1915 film by George Melford

The Immigrant is a 1915 American silent drama film directed by George Melford and starring Valeska Suratt, an actress who specialized in playing vamp roles and who was one of Theda Bara's film rivals. The film is now considered lost.

This was Valeska Suratt's only film away from the Fox Film Studios.

==Cast==
- Valeska Suratt - Masha
- Thomas Meighan - David Harding
- Theodore Roberts - J.J. Walton
- Jane Wolf - Olga (*aka Jane Wolfe)
- Hal Clements - John
- Ernest Joy - Walton's Partner
- Sydney Deane - Walton's secretary
- Mrs. Lewis McCord - the stewardess
- Bob Fleming - ship's officer
- Raymond Hatton - Munsing, Harding's secretary
- Gertrude Kellar - Walton's housekeeper

== Plot ==
Masha, a young Russian immigrant, on her way to this country, is insulted by one of the steamship officers and protected by David Harding, a young American contractor and civil engineer, just returning from Europe. He secures for her a berth in the second cabin, paying the difference in fare out of his own pocket. J.J. Walton, a wealthy political boss and contractor, traveling first class, is captivated by Masha's beauty. Masha is met at the dock in New York by her sister, Olga, and her drunken brother-in-law, John. Having given Harding their address, so he may call and be repaid for the money he has advanced to Masha, Walton learns the address, and secures from the brother-in-law permission to have Masha enter his house as a maid. The first night of her employment in Walton's household he attacks her, and when she flees to her sister pursues her, and by a promise of marriage and education, induces her to return. Harding has opened his offices in the same building with Walton's and bids against Walton for a contract for a big government dam in Arizona. Harding is backed by the reformers and Walton and his political ring find bribes and chances for graft will not tempt the young man and plan to blow up the dam when it nears completion.

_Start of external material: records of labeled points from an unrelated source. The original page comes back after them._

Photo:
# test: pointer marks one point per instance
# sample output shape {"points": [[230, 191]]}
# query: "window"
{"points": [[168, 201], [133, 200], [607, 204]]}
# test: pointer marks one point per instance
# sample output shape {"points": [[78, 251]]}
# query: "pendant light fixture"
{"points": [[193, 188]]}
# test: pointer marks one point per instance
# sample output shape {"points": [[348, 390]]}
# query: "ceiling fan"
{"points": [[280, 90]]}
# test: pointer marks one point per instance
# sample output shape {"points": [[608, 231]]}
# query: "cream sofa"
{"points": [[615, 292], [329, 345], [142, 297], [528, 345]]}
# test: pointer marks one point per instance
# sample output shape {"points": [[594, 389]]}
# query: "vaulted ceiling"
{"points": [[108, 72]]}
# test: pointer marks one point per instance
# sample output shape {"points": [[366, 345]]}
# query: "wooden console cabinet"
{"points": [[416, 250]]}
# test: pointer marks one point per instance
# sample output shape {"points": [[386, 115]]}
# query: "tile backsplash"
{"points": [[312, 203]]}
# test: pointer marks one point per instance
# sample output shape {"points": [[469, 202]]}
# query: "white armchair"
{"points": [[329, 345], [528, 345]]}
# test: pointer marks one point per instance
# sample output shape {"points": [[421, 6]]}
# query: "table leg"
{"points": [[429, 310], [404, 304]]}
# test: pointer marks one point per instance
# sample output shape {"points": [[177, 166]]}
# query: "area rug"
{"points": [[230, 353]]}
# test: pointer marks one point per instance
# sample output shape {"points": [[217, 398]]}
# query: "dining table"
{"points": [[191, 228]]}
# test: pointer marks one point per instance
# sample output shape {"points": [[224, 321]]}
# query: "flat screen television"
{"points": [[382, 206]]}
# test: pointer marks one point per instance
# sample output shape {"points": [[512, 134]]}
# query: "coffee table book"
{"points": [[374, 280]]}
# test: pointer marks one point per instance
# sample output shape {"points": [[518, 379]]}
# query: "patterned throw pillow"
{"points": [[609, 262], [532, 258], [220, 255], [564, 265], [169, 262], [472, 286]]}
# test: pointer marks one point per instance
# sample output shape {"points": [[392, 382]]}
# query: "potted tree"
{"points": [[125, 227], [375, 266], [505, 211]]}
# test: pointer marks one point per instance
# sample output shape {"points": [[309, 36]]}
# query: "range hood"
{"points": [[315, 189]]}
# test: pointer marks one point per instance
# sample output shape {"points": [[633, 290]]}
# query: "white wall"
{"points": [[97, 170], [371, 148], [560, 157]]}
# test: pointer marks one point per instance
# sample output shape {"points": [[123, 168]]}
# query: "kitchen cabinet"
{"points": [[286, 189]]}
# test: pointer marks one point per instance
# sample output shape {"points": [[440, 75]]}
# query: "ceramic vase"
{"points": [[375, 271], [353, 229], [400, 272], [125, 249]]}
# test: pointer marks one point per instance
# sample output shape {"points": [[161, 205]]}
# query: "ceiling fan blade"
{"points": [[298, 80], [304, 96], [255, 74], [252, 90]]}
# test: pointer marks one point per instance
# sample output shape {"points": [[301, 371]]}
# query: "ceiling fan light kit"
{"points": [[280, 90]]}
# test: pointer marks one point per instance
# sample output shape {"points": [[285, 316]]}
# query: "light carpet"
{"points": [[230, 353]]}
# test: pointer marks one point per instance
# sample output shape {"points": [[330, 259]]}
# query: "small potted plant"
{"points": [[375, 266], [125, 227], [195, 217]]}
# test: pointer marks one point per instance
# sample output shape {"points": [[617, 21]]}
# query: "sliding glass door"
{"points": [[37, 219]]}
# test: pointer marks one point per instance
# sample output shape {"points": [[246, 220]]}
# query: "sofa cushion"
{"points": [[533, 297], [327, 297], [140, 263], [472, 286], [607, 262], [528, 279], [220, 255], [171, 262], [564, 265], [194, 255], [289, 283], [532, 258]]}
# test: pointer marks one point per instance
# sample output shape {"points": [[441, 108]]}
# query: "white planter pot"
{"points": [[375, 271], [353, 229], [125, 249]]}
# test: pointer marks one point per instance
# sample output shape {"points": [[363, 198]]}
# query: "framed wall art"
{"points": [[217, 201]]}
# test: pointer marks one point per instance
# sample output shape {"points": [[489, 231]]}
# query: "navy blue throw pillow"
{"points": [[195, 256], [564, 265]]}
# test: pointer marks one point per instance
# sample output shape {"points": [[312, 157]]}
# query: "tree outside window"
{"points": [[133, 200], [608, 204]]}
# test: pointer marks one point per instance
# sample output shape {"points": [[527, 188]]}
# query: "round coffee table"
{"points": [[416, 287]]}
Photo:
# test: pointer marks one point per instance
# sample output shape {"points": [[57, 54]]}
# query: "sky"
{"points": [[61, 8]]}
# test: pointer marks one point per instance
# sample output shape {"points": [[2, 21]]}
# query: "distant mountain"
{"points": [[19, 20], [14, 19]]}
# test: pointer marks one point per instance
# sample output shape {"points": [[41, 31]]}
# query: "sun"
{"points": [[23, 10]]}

Walton takes Masha with him to Arizona to superintend the dam's destruction. Masha and Harding have met each other several times and he has always thought her to be the wife of his adversary. By means of threats, Walton has Masha entice Harding away from the dam the night of the explosion. Masha, free from Walton's threats, tells Harling of the contemplated explosion and sends him back to the dam, but too late. The explosion has occurred and the waters are plunging down onto the little village. Masha, fearing for the young man's life, follows him, while Walton in the moment of his triumph, fails to realize that the flood is undermining the house which he occupies and is killed when it collapses. Masha finds Harding unconscious on top of the floating house and there tells him for the first time that she has never been Walton's wife. Harding, still in love with the girl, asks her to marry him.